Labour

Public sector is the place to be

Re: Comments about Patty Ducharme’s letter published on March 9, 2011, in the National Post

The debate on whether or not public sector employees are better paid than their private sector counterparts is an old one and is not about to be settled anytime soon.

First, comparisons are often difficult to make as some public sector positions do not have real private sector equivalents.

Secondly, in Quebec for example, the salary of public sector employees (i.e. only taking into account the hourly rate) tends to be lower than the salary of comparable positions in companies which employ 200 employees or more.
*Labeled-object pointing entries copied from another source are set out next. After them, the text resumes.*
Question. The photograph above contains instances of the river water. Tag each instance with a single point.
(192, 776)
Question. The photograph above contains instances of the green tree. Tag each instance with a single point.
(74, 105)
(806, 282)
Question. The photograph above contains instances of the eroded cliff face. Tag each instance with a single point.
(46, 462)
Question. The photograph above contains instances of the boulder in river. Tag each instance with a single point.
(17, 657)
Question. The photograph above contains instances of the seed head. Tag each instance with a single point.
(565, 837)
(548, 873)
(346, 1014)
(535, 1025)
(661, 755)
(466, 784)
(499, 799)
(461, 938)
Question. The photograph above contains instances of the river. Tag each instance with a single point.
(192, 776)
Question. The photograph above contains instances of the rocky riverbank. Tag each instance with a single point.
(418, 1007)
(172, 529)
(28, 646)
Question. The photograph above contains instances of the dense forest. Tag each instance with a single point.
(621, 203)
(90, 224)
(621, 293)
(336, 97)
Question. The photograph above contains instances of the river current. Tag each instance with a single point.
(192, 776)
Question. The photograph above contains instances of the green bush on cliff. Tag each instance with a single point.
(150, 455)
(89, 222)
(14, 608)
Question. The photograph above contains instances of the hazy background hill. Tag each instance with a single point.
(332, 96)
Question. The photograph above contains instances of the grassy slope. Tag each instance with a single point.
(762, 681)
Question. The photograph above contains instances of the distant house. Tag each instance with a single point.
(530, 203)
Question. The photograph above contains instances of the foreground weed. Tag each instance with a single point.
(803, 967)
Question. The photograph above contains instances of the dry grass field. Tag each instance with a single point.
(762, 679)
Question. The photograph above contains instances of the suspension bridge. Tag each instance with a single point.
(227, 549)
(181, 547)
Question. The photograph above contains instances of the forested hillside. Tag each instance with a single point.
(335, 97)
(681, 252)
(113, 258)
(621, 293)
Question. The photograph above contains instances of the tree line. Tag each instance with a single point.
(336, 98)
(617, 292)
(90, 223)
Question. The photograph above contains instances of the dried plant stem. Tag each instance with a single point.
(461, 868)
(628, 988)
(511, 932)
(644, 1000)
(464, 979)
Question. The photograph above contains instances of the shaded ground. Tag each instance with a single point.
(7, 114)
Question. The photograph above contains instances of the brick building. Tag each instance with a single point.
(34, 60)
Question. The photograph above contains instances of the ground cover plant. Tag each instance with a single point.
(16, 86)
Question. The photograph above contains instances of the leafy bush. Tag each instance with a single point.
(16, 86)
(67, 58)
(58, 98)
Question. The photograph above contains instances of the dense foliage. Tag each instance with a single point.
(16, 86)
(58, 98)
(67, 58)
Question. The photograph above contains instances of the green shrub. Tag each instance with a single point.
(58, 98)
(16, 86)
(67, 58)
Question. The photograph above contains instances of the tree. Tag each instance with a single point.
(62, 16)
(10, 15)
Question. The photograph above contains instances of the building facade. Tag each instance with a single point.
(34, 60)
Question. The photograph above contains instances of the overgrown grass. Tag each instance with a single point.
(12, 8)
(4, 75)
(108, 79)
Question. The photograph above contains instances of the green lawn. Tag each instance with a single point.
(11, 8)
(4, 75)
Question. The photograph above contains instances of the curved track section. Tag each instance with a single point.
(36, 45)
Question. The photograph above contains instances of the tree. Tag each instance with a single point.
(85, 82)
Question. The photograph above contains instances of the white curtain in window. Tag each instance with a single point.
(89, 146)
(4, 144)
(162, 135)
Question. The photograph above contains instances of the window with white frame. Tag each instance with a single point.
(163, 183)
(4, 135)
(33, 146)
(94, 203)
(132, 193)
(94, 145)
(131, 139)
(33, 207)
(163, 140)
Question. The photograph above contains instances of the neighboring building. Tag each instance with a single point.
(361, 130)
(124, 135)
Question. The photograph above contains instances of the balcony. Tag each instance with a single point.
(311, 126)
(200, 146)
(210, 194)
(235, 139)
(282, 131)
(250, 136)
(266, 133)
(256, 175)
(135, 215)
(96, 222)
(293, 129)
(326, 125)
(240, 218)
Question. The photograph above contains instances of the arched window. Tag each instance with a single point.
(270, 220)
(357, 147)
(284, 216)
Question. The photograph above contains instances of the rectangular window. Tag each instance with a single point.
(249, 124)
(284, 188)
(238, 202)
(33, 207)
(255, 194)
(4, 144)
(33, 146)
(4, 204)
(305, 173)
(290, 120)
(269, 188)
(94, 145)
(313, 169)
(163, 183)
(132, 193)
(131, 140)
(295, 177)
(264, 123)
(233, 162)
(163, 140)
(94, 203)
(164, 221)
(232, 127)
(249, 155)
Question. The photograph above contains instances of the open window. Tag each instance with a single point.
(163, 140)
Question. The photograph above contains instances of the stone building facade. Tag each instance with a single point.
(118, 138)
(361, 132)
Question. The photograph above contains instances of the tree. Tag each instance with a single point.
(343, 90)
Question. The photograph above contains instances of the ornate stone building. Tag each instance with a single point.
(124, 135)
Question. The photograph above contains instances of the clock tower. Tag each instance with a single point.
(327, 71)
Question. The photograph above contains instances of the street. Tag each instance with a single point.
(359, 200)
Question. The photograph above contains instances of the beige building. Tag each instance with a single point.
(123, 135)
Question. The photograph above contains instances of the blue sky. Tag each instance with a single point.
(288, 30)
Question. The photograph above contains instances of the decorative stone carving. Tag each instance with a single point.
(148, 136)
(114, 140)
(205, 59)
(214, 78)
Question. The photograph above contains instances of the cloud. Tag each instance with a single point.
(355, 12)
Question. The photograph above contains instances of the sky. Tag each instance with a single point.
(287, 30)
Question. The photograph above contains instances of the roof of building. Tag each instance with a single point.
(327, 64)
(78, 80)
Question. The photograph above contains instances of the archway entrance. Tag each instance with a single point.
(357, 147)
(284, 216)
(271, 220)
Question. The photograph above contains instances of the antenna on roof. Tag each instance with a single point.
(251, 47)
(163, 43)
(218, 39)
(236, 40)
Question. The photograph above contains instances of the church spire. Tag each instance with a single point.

However, this assessment changes quite a bit when we look at total compensation rather than just at the hourly rate. Indeed, when employee benefits are taken into account, including defined benefit pension plans (and the huge actuarial advantage that a public sector employee gains from not having to leave his position if he does not want to because of job security), the number of hours worked, the number of paid vacations and days of sick leave, and so on, then we can say that public sector employees are paid more, for most positions, most of the time.

I suspect that this is also true at the federal level as well as in other provinces.

But the ultimate test will not come from studies by the Montreal Economic Institute, the Frontier Centre for Public Policy, the Canadian Centre for Policy Alternatives or any other think tank, whether “right wing,” “left wing” or ideologically clueless. Indeed, the real test is that of the market: i.e. do public administrations generally have problem recruiting people? Are public sector employees massively resigning from their jobs in order to go work in the private sector? The answer, clearly, is no. Conversely, most private sector workers that I know (except the ones at the upper end of the executive class) would leave their private sector job tomorrow morning in exchange for a full time position with job security within the public sector.

Michel Kelly-Gagnon is President and CEO of the Montreal Economic Institute.